Luther: Yes, these things are true and I suppose I should be happy about what God has done. They say they do not want to be reformed by such a beggar. Yet this same beggar has done a good job at reforming them. But praise God I have done more reforming with my Gospel than they have done with five councils. To date they have done nothing but deal with trifling matters which have nothing to do with the Christian Church. But now the papal asses have convinced our idiot German princes that there will be a ecumenical council soon where we may fairly defend our doctrine and strike a compromise. No doubt they will strike the same compromise as the one reached between Eck and me. The bible is the final authority in the church or it is not. And what of the compromise reached between Erasmus and me. I say apart from Christ there is no free will. Erasmus says all people are born with a free will. And what of compromise between Zwingli and me. It is the true body and blood or it is not. Then there was the compromise between the Diet of Augsburg and the German people. All fine compromises Master Philip. Now our political leaders would like me to set down in writing what may and may not be compromised in regard to our articles of faith.

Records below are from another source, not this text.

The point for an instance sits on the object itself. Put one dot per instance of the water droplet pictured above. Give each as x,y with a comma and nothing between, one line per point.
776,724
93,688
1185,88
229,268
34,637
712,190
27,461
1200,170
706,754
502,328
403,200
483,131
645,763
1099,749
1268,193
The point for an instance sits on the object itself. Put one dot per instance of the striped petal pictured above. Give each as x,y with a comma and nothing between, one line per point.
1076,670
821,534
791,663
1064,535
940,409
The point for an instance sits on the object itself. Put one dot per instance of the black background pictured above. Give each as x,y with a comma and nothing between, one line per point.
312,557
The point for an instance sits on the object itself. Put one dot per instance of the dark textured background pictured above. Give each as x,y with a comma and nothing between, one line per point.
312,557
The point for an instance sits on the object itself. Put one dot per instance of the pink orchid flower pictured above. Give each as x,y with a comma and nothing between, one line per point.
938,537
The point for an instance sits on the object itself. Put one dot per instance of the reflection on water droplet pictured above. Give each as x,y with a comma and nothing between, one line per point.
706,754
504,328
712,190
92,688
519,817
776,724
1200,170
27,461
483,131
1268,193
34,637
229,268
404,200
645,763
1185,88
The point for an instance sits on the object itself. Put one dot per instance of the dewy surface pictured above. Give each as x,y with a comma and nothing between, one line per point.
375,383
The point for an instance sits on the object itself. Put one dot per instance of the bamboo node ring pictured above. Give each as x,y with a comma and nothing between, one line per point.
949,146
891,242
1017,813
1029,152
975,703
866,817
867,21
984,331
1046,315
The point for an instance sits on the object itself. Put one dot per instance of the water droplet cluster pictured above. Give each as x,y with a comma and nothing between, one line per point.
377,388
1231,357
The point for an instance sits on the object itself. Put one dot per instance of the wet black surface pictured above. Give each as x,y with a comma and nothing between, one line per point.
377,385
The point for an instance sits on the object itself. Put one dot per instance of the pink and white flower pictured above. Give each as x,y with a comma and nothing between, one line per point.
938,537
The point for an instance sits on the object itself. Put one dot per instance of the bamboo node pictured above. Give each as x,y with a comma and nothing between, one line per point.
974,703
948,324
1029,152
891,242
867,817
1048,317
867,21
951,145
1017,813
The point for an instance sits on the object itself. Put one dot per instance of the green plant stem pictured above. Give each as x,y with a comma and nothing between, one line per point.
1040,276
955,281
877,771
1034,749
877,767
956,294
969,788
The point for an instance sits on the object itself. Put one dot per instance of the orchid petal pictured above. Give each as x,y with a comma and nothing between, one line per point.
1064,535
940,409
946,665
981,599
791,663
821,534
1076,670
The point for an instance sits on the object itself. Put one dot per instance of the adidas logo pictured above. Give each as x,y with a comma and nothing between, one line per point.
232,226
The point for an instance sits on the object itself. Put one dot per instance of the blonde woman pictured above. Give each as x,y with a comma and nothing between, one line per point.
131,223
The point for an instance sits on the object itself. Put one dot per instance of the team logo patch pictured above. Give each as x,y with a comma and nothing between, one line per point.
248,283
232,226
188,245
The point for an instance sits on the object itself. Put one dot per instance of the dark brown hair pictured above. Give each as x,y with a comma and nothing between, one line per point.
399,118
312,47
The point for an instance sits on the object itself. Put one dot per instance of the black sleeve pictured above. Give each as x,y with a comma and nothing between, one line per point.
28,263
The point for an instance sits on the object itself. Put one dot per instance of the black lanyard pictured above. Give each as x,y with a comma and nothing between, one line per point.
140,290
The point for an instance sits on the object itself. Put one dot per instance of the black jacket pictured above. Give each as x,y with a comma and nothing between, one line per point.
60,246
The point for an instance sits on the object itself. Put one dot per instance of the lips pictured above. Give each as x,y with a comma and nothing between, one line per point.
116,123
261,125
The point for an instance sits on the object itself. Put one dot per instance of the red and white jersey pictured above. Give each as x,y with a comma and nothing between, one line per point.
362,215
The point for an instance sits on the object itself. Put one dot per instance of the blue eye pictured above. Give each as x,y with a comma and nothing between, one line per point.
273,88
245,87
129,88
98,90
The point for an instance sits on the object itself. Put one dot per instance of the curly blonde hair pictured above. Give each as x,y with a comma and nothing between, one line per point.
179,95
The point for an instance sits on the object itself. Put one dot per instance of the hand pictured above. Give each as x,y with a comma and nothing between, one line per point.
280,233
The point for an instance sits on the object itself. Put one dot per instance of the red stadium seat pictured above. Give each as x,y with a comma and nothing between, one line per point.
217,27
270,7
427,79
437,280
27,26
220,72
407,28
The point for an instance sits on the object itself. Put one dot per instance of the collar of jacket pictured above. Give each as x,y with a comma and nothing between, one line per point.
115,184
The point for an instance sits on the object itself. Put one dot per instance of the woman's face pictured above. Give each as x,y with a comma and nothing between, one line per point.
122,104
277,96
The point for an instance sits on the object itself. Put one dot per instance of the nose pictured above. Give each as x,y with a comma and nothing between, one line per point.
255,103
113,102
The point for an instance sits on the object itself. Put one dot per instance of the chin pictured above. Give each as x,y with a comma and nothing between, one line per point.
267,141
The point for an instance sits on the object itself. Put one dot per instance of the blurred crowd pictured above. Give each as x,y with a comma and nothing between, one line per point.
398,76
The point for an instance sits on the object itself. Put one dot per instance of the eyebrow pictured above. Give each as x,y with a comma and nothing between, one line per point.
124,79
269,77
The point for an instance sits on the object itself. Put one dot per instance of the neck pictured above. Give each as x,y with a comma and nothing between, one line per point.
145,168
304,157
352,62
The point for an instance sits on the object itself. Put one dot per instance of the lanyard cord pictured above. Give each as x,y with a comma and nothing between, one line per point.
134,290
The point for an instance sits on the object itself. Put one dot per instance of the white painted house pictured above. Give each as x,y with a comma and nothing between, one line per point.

Melanchthon: Yes, I know Dr. Luther.

Luther: And what assignment have they given you?

Melanchthon: They did not want to burden you with more work, with your health and all. So they have asked me to write a treatise on the power and primacy of the Pope.

Luther: You are indeed a gentle soul Master Philip and I see that the German princes are not idiots after all. It is best that you write against the Pope. You will say the same thing, but without my coarse language. However, if you wish to quote me, he and his bishops are still asses.